Emergency Medical Teams (EMTs) are an important part of the global health workforce. They provide extra surge capacity and expertise to countries in response to disasters and health emergencies. Consisting of doctors, nurses, paramedics and other health professionals from across the world, the teams are rapidly deployed to help patients during disease outbreaks, sudden onset disasters – and now, the war in Ukraine.
“The first EMTs were deployed to Ukraine and its neighbouring countries in the first weeks following the invasion of Ukraine,” explains Oleg Storozhenko, WHO/Europe’s EMT Focal Point. “They have been integrated into health facilities at refugee centres, in primary health care facilities and in ministries of health. In all my career, I have never witnessed such a united and strong expression of interest from EMT members, keen to volunteer their services to help the people of Ukraine.”
A key feature of the EMTs is their self-sufficiency – all team members are fully trained, have the skills appropriate for the situation, and bring with them their own equipment and supplies, to avoid adding a burden on the already stretched national health systems of the countries they operate in.
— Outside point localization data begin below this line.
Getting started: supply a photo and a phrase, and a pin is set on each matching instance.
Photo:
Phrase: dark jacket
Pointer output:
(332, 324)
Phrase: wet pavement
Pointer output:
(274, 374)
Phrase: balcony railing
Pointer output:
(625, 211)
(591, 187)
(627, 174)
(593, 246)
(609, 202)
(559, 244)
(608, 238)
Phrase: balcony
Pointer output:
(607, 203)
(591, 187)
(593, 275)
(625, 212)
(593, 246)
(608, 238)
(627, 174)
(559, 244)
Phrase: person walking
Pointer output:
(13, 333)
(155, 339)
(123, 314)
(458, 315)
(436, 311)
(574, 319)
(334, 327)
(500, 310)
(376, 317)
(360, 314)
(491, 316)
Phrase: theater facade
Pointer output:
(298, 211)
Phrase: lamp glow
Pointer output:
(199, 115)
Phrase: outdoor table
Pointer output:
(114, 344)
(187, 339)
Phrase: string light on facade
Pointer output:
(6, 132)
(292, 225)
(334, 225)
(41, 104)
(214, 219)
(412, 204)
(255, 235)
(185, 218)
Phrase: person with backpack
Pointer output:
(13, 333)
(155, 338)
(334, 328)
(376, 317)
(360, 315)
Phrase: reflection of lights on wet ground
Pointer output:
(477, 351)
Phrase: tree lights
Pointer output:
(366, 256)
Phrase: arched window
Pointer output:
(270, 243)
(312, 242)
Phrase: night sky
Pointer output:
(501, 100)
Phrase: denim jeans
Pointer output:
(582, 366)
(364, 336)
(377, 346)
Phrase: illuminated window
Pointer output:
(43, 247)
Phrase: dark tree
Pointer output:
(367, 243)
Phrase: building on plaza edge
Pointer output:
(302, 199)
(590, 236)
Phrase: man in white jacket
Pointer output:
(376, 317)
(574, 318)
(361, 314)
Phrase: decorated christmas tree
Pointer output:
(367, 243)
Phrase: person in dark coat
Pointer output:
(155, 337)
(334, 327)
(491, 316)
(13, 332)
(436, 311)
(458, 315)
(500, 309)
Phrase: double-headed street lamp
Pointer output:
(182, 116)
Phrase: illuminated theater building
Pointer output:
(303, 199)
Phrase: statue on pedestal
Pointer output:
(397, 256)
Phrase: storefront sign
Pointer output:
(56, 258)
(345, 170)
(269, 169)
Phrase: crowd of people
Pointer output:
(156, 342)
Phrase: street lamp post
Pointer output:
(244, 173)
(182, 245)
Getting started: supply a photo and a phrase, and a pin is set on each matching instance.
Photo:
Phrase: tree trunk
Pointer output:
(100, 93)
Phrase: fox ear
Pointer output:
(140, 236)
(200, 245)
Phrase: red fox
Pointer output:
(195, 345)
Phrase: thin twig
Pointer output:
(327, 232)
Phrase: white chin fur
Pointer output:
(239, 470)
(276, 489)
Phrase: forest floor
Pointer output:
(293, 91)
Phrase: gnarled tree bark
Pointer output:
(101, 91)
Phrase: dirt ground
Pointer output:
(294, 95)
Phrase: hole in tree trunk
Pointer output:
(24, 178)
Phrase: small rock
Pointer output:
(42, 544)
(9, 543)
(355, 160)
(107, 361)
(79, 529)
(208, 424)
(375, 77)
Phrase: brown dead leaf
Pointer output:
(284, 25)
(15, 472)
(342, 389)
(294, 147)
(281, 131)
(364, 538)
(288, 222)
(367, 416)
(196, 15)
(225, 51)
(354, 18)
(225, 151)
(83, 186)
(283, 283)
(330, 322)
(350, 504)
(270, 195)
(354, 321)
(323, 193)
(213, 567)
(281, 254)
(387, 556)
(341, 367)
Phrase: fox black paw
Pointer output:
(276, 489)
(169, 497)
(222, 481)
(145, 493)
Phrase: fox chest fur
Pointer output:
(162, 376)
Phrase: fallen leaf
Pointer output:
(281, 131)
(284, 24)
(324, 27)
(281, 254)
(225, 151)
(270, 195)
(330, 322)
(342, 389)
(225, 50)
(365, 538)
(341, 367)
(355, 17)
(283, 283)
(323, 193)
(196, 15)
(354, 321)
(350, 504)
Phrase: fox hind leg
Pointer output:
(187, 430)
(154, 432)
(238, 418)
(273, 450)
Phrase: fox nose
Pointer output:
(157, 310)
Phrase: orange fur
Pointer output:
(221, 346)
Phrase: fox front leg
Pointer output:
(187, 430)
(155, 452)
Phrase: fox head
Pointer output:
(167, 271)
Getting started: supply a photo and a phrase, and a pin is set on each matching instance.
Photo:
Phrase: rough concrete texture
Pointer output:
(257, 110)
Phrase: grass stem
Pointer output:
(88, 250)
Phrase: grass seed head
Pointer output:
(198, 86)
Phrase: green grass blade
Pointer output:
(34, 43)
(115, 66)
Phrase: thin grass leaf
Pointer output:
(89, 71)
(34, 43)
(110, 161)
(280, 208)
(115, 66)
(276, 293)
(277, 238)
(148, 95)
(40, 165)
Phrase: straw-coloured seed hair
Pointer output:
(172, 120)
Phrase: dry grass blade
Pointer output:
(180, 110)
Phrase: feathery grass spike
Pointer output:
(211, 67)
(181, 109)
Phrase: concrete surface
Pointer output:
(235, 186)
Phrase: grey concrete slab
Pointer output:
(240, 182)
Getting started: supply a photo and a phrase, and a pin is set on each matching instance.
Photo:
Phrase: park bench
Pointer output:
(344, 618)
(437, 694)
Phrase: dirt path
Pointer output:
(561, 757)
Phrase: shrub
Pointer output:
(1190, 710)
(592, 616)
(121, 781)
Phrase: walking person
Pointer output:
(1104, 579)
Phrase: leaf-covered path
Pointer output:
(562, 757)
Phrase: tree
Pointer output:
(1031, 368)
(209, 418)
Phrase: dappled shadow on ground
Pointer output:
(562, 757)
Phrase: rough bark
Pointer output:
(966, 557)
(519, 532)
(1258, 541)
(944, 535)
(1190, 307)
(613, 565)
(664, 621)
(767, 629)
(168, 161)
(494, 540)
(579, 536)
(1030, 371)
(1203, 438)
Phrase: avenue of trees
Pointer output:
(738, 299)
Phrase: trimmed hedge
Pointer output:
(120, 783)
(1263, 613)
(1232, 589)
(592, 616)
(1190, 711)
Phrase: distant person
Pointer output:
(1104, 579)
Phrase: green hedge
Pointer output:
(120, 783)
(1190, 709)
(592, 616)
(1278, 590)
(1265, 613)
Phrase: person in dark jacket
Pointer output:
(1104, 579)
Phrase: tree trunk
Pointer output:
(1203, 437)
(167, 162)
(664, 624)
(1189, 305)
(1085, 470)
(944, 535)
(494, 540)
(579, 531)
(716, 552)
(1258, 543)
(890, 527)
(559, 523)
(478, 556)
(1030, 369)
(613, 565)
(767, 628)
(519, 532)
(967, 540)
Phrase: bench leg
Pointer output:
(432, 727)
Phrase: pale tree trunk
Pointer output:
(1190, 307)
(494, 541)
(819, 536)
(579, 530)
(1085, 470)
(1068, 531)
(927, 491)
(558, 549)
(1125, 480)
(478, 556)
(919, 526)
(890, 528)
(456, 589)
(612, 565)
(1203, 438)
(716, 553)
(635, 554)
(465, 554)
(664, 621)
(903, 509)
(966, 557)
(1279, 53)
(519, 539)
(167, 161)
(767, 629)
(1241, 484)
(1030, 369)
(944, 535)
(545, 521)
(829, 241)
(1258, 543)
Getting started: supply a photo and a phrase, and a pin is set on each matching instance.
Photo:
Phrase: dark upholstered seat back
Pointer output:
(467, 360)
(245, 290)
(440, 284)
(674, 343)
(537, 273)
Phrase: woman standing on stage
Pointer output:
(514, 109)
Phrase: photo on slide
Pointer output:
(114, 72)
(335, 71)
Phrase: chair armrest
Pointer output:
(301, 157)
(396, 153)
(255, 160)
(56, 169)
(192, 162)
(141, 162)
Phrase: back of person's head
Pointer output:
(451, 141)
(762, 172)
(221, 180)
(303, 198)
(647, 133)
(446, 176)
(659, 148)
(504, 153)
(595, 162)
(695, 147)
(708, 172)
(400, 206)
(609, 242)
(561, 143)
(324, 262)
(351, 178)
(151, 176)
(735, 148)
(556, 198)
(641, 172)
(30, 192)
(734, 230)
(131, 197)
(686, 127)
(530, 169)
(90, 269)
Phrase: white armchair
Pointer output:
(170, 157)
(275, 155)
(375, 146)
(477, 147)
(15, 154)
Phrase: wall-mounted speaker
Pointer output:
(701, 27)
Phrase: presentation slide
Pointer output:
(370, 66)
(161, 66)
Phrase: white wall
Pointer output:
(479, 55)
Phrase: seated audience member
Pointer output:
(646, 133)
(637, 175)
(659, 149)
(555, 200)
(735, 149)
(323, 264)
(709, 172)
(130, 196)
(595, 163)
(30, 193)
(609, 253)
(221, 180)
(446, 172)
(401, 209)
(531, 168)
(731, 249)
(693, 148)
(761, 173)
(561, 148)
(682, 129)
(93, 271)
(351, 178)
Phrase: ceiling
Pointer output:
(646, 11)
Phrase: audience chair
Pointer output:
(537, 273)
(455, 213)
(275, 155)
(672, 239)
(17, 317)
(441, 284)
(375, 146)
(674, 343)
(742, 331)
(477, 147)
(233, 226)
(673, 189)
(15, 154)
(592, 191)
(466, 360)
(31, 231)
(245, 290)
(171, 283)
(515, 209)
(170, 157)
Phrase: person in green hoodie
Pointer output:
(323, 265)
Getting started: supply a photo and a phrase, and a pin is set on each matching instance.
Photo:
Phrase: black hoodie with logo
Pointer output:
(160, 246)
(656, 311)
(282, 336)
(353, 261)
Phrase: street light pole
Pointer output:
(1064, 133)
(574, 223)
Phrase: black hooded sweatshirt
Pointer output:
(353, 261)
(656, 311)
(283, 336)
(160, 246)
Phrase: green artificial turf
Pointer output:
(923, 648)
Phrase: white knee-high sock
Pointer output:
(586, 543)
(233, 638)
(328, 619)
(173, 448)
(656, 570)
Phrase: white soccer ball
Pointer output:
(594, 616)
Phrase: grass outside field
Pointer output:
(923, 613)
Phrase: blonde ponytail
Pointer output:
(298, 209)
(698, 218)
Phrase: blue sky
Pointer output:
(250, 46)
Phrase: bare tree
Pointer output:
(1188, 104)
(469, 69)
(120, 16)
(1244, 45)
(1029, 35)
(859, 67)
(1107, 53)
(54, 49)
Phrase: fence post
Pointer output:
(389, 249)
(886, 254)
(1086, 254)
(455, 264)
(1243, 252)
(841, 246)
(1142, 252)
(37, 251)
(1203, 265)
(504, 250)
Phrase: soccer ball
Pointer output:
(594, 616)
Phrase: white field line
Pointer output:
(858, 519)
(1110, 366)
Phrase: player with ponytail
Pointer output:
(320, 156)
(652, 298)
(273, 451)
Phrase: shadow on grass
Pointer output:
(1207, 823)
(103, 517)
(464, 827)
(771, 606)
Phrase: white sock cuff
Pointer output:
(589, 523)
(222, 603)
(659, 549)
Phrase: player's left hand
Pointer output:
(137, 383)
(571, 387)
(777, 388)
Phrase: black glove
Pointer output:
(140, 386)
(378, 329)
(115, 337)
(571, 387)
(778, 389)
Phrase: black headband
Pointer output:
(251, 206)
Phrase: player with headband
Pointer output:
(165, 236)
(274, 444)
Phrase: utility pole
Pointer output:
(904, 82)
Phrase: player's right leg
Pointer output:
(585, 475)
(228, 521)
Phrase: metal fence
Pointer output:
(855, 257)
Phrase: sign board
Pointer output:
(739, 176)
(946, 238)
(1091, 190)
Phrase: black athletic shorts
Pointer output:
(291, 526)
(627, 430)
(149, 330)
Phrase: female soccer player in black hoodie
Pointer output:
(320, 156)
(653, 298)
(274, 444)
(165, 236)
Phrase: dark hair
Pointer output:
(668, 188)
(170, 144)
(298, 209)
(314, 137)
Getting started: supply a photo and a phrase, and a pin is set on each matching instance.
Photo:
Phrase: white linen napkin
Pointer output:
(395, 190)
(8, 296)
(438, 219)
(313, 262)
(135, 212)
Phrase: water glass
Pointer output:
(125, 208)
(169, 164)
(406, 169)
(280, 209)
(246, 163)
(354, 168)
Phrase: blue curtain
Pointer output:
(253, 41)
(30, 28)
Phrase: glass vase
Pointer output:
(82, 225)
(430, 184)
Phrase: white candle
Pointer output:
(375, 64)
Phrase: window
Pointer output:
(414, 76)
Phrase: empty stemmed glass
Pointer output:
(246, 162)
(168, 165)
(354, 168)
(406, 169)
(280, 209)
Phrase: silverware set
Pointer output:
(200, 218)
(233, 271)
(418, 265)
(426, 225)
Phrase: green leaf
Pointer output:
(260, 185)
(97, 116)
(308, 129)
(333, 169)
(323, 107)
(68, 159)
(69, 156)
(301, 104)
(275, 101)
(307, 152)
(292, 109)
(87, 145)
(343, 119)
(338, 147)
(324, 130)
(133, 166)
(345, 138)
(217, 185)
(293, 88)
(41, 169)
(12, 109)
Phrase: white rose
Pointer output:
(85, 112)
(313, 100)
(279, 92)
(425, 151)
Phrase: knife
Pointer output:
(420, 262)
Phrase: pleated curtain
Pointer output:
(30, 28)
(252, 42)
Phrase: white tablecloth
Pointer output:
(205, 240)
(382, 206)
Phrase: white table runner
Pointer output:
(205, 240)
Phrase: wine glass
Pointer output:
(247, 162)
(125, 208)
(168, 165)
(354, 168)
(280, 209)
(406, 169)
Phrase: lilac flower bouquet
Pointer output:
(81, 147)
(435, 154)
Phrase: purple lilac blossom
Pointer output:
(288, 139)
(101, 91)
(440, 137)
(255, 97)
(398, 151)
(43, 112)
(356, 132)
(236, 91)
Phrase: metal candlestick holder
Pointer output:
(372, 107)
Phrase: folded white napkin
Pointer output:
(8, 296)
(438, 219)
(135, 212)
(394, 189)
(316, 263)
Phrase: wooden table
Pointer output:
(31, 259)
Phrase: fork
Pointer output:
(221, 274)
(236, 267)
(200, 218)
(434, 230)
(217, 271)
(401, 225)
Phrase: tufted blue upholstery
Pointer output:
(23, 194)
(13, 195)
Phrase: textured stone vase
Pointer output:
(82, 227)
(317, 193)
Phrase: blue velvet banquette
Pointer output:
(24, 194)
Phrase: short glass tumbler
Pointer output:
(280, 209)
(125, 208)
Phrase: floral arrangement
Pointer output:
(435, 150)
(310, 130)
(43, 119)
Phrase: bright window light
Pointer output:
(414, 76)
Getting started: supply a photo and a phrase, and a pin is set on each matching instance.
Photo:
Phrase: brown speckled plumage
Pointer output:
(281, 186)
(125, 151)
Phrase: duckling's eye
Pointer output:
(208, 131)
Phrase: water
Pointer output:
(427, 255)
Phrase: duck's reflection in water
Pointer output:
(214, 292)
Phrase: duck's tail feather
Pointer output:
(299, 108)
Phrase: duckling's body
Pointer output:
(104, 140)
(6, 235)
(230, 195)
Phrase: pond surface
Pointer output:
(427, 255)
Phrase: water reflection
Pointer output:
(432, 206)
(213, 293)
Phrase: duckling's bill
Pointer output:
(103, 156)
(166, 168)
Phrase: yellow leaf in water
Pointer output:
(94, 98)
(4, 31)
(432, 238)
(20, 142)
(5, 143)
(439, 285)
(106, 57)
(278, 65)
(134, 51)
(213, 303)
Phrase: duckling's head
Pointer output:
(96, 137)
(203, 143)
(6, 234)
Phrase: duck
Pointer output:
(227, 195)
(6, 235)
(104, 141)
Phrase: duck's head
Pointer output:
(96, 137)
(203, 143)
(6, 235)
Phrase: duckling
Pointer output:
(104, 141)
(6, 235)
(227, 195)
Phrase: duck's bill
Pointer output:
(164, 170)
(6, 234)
Witnesses from Ukraine and Republic of Moldova
Professor Johan von Schreeb leads the Centre for Research on Health Care in Disasters, a WHO collaborative centre, and explains how the EMTs are a complement to Ukraine’s existing health services. “The emergency medical teams initiative started after the Haiti earthquake in 2010. It now serves as a quality-assured and coordinated global system, like an emergency number that affected countries can call to get clinical surge capacity when needed. Prior to the war, Ukraine had a well-functioning health system, with a lot of skilled doctors, but the system is under great pressure due to increasing numbers of complex injured people; damage to, as well as attacks on, health facilities; restricted supply lines; as well as the displacement of millions of people. This means that additional support is needed from EMTs. They have a key role to play in filling the gaps in the health system and helping build Ukrainian response capacities.”
Dr Olivier Hagon is Team Lead for the specialized Mother and Child EMT, deployed by Swiss Humanitarian Aid to support the Republic of Moldova health system. “For part of our deployment we have been based at the MoldExpo convention center, which has been converted into temporary accommodation for up to 450 refugees coming from Ukraine,” he says. “We are providing health services to mothers, and pregnant and breastfeeding women. We are also treating children who are commonly suffering from gastroenteritis and lung infections. By being here, we are relieving pressures on the national health system – allowing Moldova’s doctors and nurses to return to the hospitals where they are also needed. In addition, we are playing a vital capacity-building role, training up local medical students and sharing our expertise through on-the-job training. This is needed, not just now, but also so they can play an active part in the recovery phase once the war is over.”
From the beginning of June, the Global Outbreak Alert and Response Network (GOARN) is planning the deployment of a Rapid Response Mobile Laboratory to the Republic of Moldova to support national treatment centres and EMTs in responding to the current crisis. The lab will support treatment centres with basic clinical diagnostics, and provide on-request capacities for diagnosing pathogens of common concern in the area, such as measles, polio and COVID-19.
The role of WHO in the EMT initiative
WHO leads and coordinates the EMT initiative globally, with more than half of the EMT workforce located in the WHO European Region.
When health-related crises happen, WHO assists the ministries of health of affected countries to coordinate the arrival, registration, licensing, reception and tasking of EMTs, integrating them into the existing health system to help build national capacities for preparedness and response.